特に、アイリーンのような家柄に恵まれた貴族の娘は、彼にとって目障り以外の何者でもないようだった。
「言葉を謹んでください。仮にも元奥様です。」
レヴィは冷たく、吐き捨てるように言った。
アイリーンのことは憎らしく思っていた。
だが、エドワードの下品な口で彼女を侮辱されると、それはそれで彼女の心を逆撫でするのだった。

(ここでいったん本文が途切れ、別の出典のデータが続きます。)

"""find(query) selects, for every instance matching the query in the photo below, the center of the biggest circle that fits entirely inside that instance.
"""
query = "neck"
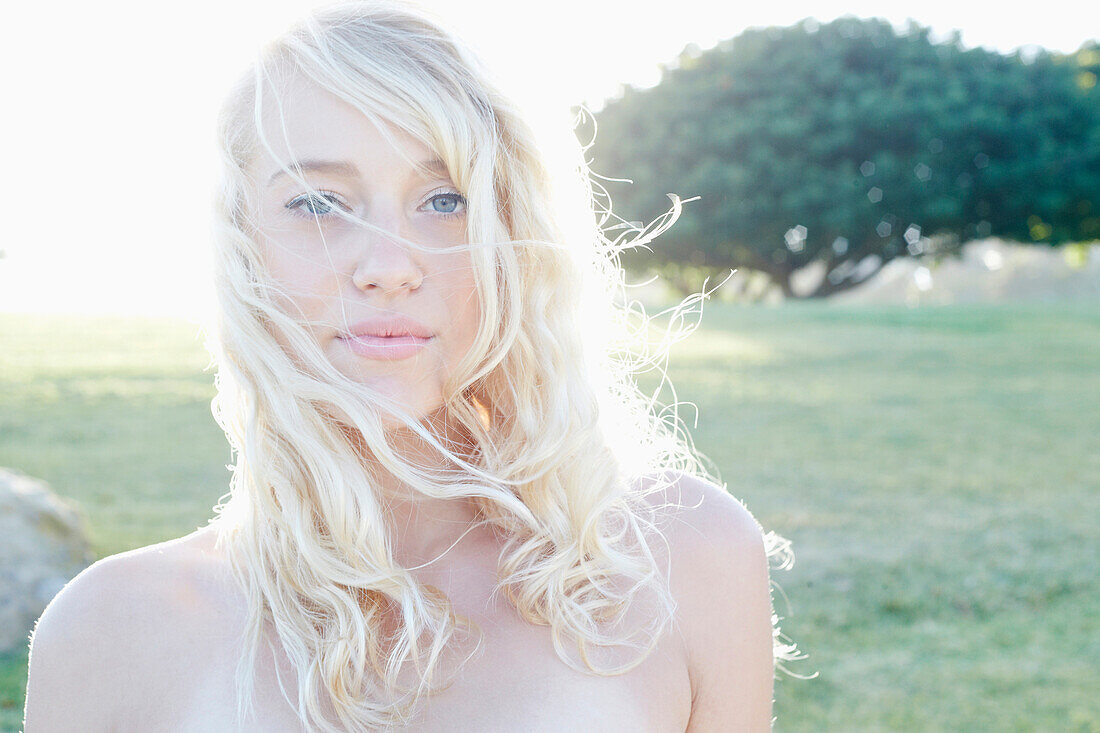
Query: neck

「なんだ? お前が言ったんだろ。あの女の偽物の借用書を作らせようって。」
エドワードはその言葉に、ニヤリと口元を歪めた。
それを見たレヴィの目が忌々しそうに細められる。
「まさか後悔してるのか?」
エドワードは薄ら笑いを浮かべながら問いかけた。
レヴィは何も答えず、ただ、無言のままエドワードを睨みつけている。
その沈黙を良いように受け取ったのか、エドワードはさらに言葉を重ねた。
「しっかし旦那様も旦那様だよな!」
エドワードは肩をすくめ、皮肉たっぷりの声で続けた。
「あんな小娘相手に本気で惚れてるんだから。世間体のために別れたってのに、ずっと部屋にこもって落ち込んでるんだぜ。」
エドワードは呆れたように言った。
ヴィクトールは、見た目の冷徹さとは裏腹に、本気でアイリーンを愛していたのだった。
レヴィは、その事実に思わず吐き気を催した。
「勘弁してくれよな。やっと鬱陶しい女がいなくなったってのに。」
エドワードは楽しげに笑いながら続けた。
「まあいいや! まずはお前にもらった金で遊んでくるか! また割のいい仕事があれば教えてくれよ!」
彼は気楽に言い捨てると、片手を軽く振って部屋を後にした。
レヴィはその背中をじっと見つめていた。その眼差しは、まるで虫を見るように冷たい。
エドワードの足音が完全に遠のいたことを確認すると、レヴィは深く息を吐いた。
「…後悔なんて、あるわけがないでしょう。」
呟く声は冷ややかで、感情の欠片もなかった。
「私はこの時のために今まで彼女に仕えてきたのだから。」
レヴィは静かに目を閉じ、淡々とした動作で机上の書類を整え直す。
その指はまるで機械のように正確で、迷いなど微塵も感じさせなかった。